Incidentally, the story I was told as a small child about gum was weirder. I was told never to go to bed with gum in my mouth or it would end up in my hair. Actually, that's pretty straightforward. But what I thought they meant was that it would absorb magically into my body and I would start oozing chewing gum out of my hair follicles, like through one of those Play-Doh squeezers. I was terrified. It was only much later in life that I realized what they were talking about. Needless to say, I've been pretty shy of gum ever since.

Friday, May 9, 2008

Why does it hurt when i pee?

just wondering

A: It's impossible to say without knowing the techniques you are employing. While peeing may seem straightforward to most people, the subtleties may escape the uncoordinated, tentative, or inebriated. I would advise checking the manual for your equipment.

Incidentally, in rare cases urinary dysfunction can be caused by small fish invading the urethra. Note this report from the Internet Journal of Urology. While this particular case occurred in a suburban home while cleaning a fish tank, most reported cases of fish wriggling their way into one's urethra (ngyah. I can't believe I wrote that) are the work of the Brazilian Candiru, or "vampire fish". These fish, more feared by locals than piranhas, lie in wait in streams and rivers, then attack open sores to feed on blood, or in other cases follow the streams of urine from skinny-dipping humans. You fill in the blanks. If you think you might be afflicted by the Candiru, you have two options - costly surgery which "involves inserting the Xagua plant and the Buitach apple up the urethra", or, if that type of surgery is too expensive, amputation.

Hope this helps.

Tuesday, April 29, 2008

Vanishing Pee

Q: So last night I took a Benadryl and went to bed. I figured I wouldn't sleep too long because at the time I already had to pee really bad. When I woke up some 4 hours later I no longer had to pee at all. And I didn't wake up in a puddle of my own filth. So Doug, where did the pee go?

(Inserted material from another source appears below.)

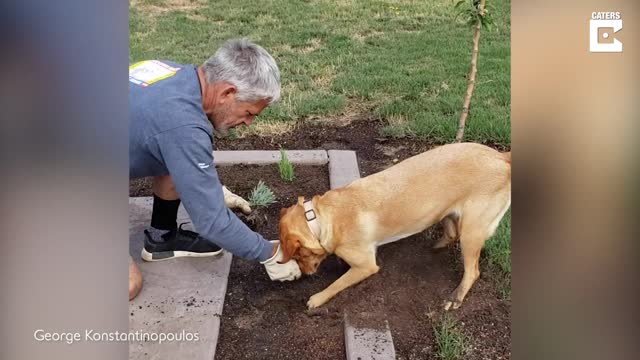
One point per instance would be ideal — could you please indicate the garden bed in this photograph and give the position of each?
(265, 319)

A: You were visited by the Pee Fairy.

Monday, April 28, 2008

How Do I Remove Captured Blood from a Toenail?

Q: Hey Doug, I injured my toe playing basketball, and now it looks gross. How do I remove captured blood from a toenail?

A: It depends. If the connective tissue has separated from the nail, but the front part hasn't, then the toenail will hinge forward like a European sports car's hood. Otherwise it will just fall off when the new toenail grows underneath it in a couple more days.